Porém, nos seus mais de cem anos de existência, o carro mudou muito
pouco em relação a seu DNA original: são ainda movidos por motores de
combustão interna, alimentados por petróleo, dirigidos e controlados
mecanicamente, e operados como dispositivo isolado. Mais interessante é
que aos poucos, nós, pessoas, atribuímos ao carro outros significados (e
utilidades). Passamos a exigir que fossem maiores, mais rápidos, mais
fortes. Uma vestimenta única, para cada um de nós. Talvez a mais cara.
Certamente a mais pesada.
Como resultado, os velhos problemas voltaram: congestionamento,
poluição (agora do ar) e carcaças de metal... E um agravante, os
acidentes fatais. Em 2011, os acidentes de trânsito provocaram só nos EUA 32 mil mortes. No Brasil, foram 43 mil e no mundo, 1,24 milhões, de acordo com o Global status report on road safety 2013 do World Health Organization.
Mas para nossa sorte, “estar presente” também mudou de significado...
Estamos na era da informação, com o surgimento dos smartphones, ser
móvel é estar conectado, à rede! O choque é natural: a indústria
automotiva e de “conectividade” encontram-se em plena colisão. Oferecem
“quase” o mesmo, de formas diferentes (presenças físicas versus presença
virtual). Porém, o usuário, claro, quer ambos: a experiência de estar
conectado, móvel, enquanto em deslocamento.
No metrô, no ônibus é possível. E no carro? A nossa nova paixão só
distrai, provocando ainda mais acidentes. Em 2011, nos EUA, o uso dos
smartphone ao volante já respondiam por 3% das colisões no trânsito... O
simples fato de enviar um SMS aumenta o risco de acidentes em 23 vezes.
Mas como resolver? Proibir o uso dos aparelhinhos certamente não é a
solução! Talvez, como nos ônibus, ou no metrô, precisamos de “alguém”

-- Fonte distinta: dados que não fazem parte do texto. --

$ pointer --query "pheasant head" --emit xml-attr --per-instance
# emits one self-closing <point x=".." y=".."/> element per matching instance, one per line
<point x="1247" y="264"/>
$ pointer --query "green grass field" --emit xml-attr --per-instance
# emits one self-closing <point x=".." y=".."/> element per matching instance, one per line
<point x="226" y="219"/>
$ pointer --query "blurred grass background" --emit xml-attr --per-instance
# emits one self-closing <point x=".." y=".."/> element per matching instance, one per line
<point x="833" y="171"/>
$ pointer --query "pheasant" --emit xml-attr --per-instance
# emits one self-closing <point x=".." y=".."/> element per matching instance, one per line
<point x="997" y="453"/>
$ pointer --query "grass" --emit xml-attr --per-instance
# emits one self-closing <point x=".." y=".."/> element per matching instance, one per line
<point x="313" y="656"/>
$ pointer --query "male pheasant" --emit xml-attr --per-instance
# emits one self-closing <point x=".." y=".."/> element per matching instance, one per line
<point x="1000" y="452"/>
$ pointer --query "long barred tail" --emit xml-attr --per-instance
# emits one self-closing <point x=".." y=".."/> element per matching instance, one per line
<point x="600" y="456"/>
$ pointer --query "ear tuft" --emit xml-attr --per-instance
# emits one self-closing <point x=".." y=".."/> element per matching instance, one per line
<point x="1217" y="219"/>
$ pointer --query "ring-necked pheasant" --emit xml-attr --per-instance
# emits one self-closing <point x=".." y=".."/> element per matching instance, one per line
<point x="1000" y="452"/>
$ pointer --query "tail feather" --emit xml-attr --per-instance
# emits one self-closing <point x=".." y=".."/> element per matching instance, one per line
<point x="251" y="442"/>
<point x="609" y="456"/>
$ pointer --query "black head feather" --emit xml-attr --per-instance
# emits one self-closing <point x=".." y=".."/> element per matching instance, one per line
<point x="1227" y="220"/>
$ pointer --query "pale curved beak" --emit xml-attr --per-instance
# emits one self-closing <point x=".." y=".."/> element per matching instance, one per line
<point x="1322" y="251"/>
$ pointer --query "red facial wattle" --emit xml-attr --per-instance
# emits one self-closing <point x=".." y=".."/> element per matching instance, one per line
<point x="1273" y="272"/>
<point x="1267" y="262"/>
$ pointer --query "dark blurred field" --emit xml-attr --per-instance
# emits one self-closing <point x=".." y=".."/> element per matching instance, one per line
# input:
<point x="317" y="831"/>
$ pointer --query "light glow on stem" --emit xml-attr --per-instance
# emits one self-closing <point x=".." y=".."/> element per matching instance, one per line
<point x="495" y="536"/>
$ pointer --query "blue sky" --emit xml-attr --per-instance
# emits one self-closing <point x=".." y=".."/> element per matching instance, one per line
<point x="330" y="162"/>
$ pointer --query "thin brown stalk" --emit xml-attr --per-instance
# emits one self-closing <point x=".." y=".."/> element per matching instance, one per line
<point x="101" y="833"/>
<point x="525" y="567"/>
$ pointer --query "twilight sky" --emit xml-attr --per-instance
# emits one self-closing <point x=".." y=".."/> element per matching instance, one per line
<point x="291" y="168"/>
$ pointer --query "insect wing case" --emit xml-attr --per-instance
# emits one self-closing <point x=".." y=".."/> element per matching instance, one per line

guiando os carros para nós. É exatamente o que propõe Silvio Meira, se o
trânsito mata, tirem os motoristas do volante. É o que tenta fazer
Google (vídeos)
e um punhado de outros fabricantes, como Honda, Volvo, Mercedes e GM
(entre outros). Não colocando James no nosso lugar, mas com carros
conectados e autodirigidos. Para estes novos e antigos atores do
mercado, os carros conectados e autodirigidos são muito mais que
extensões da experiência de mobilidade e diversão. São olhos, ouvidos,
braços e pernas muito mais aptas e focadas na atividade de dirigir. Para
as cidades, serão sensores ambulantes, capazes de detectar buracos e
alagamentos, ou mesmo passar informações sobre o trânsito, clima,
violência, e o que mais nossa imaginação permitir (veja o que foi produzido no Summer Job do CESAR em 2013).
Ao se tornar um dispositivo computacional e entrar para a rede, o
carro perde uma de suas características principais - o de dispositivo
isolado, e ganha muitas outras (veja artigo que publicamos nesta coluna sobre IoT).
Irá evoluir gradativamente sua capacidade de processamento e
comunicação, com softwares cada vez mais complexos, ao ponto de
conseguir detectar atenção do motorista, se comunicar com a
infraestrutura, com pedestres e com outros veículos, até conseguir, por
fim, tomar o controle da direção. Sim, no futuro, próximo eu diria,
vamos selecionar carros não mais pela potência do motor e itens de
segurança reativos (airbags e freio abs). Mas pelo alcance do radar, a
latência da comunicação, resolução das imagens em pixels e capacidade de
evitar acidentes.
No processo, é possível que também deles consigamos extrair a alma
(software) do corpo (hardware), como fez a indústria de computadores
(mainframes) na década de 80. É o que quer o Silicon Valley, e o que
Detroit tenta evitar. Mas é daí que virá ainda a verdadeira e grande
revolução da indústria automobilística: a divisão entre os que produzem a
“inteligência”, o sistema operacional dos carros, daqueles que fabricam
apenas as latinhas, o carro como conhecemos hoje. Será? Ou você acha
que Google está nesta brincadeira para vender carros?